A novel synthetic hormone that makes certain skin cells produce more melanin significantly increases pain-free sun exposure in people with erythropoietic protoporphyria, a rare, genetic disorder resulting in excruciating pain within minutes of sun exposure. Two Phase III trials, conducted in Europe and in the United States by researchers at the Icahn School of Medicine at Mount Sinai and six other U.S. sites, showed that the duration of pain-free time in the sun and quality of life were significantly improved by treatment with afamelanotide, a novel synthetic version of a melanocyte-stimulating hormone. The findings were published in the July 2 issue of the New England Journal of Medicine.
"For patients worldwide, hiding from the sun for fear of debilitating pain is a fact of life, and for the first time we have an effective treatment for those who suffer from this specific porphyria," said lead study author Manisha Balwani, MD, Associate Professor of Genetics and Genomics Sciences and Medicine at the Icahn School of Medicine.

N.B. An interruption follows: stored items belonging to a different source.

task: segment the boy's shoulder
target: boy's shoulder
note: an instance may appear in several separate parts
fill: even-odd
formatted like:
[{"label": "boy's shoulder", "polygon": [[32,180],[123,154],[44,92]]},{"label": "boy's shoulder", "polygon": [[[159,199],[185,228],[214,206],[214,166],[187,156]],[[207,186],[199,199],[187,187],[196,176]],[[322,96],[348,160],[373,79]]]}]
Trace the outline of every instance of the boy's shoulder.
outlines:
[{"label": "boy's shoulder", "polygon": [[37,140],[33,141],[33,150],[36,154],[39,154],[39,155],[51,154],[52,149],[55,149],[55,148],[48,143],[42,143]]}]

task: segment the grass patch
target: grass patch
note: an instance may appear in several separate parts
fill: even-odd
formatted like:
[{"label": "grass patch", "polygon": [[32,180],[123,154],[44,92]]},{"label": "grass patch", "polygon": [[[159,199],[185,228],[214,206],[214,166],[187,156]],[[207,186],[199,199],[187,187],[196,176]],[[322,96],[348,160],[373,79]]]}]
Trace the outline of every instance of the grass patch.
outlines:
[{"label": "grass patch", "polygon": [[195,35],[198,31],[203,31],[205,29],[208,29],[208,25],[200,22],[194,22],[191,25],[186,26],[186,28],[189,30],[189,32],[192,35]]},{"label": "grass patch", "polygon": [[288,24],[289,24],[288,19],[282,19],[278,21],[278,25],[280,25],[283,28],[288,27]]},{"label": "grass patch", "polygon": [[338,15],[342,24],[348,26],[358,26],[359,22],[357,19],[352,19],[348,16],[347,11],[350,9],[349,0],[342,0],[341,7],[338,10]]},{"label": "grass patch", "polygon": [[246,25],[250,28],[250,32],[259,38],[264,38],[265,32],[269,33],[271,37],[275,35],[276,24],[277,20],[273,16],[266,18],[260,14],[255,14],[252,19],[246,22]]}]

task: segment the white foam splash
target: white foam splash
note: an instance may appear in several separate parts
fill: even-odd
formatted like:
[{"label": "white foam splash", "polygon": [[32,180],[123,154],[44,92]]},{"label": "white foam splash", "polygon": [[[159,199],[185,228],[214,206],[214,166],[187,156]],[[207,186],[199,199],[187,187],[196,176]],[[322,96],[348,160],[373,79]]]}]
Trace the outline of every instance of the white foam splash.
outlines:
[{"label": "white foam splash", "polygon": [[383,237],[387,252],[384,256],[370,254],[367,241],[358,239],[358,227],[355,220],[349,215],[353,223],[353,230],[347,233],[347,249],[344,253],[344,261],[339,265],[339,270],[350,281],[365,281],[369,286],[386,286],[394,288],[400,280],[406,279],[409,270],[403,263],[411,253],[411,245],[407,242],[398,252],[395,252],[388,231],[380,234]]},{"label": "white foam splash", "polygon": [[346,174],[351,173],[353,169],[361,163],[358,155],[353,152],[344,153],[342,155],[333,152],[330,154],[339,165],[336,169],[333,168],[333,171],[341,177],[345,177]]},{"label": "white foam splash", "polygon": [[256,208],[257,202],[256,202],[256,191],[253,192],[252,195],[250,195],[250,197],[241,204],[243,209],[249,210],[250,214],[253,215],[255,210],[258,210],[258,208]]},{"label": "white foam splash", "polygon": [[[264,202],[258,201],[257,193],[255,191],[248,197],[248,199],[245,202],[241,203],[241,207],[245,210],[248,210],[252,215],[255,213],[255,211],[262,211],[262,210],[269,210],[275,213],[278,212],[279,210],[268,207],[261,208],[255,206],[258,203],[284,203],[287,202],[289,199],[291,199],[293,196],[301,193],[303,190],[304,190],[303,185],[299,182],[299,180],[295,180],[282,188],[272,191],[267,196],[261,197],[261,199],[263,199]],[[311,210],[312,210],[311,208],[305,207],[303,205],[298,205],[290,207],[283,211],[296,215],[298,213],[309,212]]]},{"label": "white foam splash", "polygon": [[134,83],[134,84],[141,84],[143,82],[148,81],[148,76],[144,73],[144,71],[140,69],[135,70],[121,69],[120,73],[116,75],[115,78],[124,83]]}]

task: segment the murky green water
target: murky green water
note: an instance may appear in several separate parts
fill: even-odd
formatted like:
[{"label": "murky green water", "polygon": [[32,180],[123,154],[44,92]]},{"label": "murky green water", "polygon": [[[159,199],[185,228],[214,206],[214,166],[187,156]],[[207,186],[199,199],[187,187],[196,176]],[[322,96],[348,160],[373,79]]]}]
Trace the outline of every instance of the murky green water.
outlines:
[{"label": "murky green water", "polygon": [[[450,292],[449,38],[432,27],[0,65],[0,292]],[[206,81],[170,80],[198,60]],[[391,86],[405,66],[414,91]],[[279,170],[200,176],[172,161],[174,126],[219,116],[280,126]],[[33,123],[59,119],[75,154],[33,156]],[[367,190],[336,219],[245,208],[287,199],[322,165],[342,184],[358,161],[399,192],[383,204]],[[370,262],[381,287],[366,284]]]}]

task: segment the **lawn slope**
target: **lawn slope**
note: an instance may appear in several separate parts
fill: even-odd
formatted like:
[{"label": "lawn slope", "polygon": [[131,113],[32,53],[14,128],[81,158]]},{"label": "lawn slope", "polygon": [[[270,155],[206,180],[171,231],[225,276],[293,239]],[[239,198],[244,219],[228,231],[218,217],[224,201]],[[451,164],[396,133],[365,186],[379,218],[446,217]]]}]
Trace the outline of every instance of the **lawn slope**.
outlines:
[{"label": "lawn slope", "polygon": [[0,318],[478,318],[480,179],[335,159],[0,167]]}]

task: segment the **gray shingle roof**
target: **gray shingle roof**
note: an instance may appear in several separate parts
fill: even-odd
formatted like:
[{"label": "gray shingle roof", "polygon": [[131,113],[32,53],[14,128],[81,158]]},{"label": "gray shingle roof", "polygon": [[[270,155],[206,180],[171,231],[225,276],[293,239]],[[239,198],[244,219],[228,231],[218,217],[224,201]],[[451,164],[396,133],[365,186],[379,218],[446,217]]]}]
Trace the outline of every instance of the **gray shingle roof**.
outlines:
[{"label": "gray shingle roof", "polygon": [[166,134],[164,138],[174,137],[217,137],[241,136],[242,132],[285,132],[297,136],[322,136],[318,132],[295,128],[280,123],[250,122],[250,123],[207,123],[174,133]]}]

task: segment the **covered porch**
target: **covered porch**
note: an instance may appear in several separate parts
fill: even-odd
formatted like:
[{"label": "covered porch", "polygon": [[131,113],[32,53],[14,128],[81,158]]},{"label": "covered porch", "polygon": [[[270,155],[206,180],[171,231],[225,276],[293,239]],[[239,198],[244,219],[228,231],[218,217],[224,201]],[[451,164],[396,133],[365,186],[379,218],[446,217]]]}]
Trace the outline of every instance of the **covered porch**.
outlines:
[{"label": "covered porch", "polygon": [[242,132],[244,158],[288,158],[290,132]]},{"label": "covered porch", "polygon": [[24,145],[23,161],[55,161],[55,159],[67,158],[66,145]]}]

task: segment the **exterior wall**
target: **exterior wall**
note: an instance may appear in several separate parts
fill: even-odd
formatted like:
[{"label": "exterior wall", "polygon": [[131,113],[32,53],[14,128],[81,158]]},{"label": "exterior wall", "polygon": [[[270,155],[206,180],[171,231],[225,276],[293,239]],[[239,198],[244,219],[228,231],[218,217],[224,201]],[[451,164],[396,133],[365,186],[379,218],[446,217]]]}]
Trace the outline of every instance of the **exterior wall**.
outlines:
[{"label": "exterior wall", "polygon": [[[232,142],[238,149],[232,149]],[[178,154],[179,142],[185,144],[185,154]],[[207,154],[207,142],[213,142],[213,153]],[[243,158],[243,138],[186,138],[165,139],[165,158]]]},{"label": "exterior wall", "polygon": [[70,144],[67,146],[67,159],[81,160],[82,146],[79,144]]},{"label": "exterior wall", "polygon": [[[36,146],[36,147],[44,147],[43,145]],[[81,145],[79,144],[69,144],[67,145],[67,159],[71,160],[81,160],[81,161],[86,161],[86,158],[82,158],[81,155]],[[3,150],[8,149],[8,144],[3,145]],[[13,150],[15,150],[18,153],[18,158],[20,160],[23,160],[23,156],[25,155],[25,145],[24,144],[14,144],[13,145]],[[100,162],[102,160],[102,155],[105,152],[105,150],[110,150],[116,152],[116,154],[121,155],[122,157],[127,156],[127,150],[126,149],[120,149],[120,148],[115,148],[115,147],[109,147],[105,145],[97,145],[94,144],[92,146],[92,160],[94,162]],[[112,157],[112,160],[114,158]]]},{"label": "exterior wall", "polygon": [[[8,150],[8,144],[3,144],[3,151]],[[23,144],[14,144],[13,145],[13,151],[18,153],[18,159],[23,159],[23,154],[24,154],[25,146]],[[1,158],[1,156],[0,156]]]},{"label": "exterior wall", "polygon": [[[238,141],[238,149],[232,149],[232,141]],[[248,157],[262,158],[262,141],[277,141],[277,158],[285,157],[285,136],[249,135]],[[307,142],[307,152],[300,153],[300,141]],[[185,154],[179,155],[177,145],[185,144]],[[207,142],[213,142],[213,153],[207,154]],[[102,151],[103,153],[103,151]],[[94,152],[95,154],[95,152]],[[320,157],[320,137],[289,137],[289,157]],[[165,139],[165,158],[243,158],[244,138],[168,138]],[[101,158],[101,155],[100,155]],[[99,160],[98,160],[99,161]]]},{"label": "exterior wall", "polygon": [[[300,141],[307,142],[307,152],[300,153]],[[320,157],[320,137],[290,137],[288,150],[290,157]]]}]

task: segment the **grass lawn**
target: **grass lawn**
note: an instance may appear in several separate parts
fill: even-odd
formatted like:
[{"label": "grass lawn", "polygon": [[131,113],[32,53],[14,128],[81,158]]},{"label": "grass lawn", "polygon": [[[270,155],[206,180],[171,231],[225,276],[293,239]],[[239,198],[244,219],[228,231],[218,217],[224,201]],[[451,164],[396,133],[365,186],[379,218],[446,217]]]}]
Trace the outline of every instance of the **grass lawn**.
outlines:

Symptoms of erythropoietic protoporphyria usually often first appear in early childhood. Patients experience severe, burning pain--typically on the hands and face--with sun exposure, followed by swelling and redness. The pain can be excruciating and is often is not alleviated by pain medications. Once patients learn to recognize early symptoms including tingling, burning, and itching, they avoid further sun exposure, with major implications for their daily activities, careers and quality of life.
"The data from these two Phase III trials conducted in Europe and in the U.S. support the effectiveness of this novel photo-protective drug, offering the patients in Europe--where the drug has been approved by the European Medicines Agency--the opportunity to perform their daily functions without the pain induced by sun exposure," said Robert J. Desnick, PhD, MD, Principal Investigator of the U.S. Trials and Dean for Genetic and Genomic Medicine, Icahn School of Medicine.
Researchers at Mount Sinai and in the European Union conducted two multicenter, randomized, double-blind, placebo-controlled trials of subcutaneous implants containing afamelanotide. Researchers randomly assigned 74 patients in the European Union and 94 in the United States to receive either afamelanotide or placebo implant every 60 days. The type and duration of sun exposure, number and severity of phototoxic reactions, and adverse events were recorded over the study periods. Quality of life was assessed with the use of validated questionnaires. The primary efficacy end point was the number of hours of direct exposure to sunlight without pain.
In the both the U.S. and European studies, the duration of pain-free time in sunlight was significantly longer in the afamelanotide groups. In the European study, the number of phototoxic reactions was significantly lower in the afamelanotide group. In both trials, quality of life improved with afamelanotide therapy. Adverse events were mostly mild and unrelated to the study drug.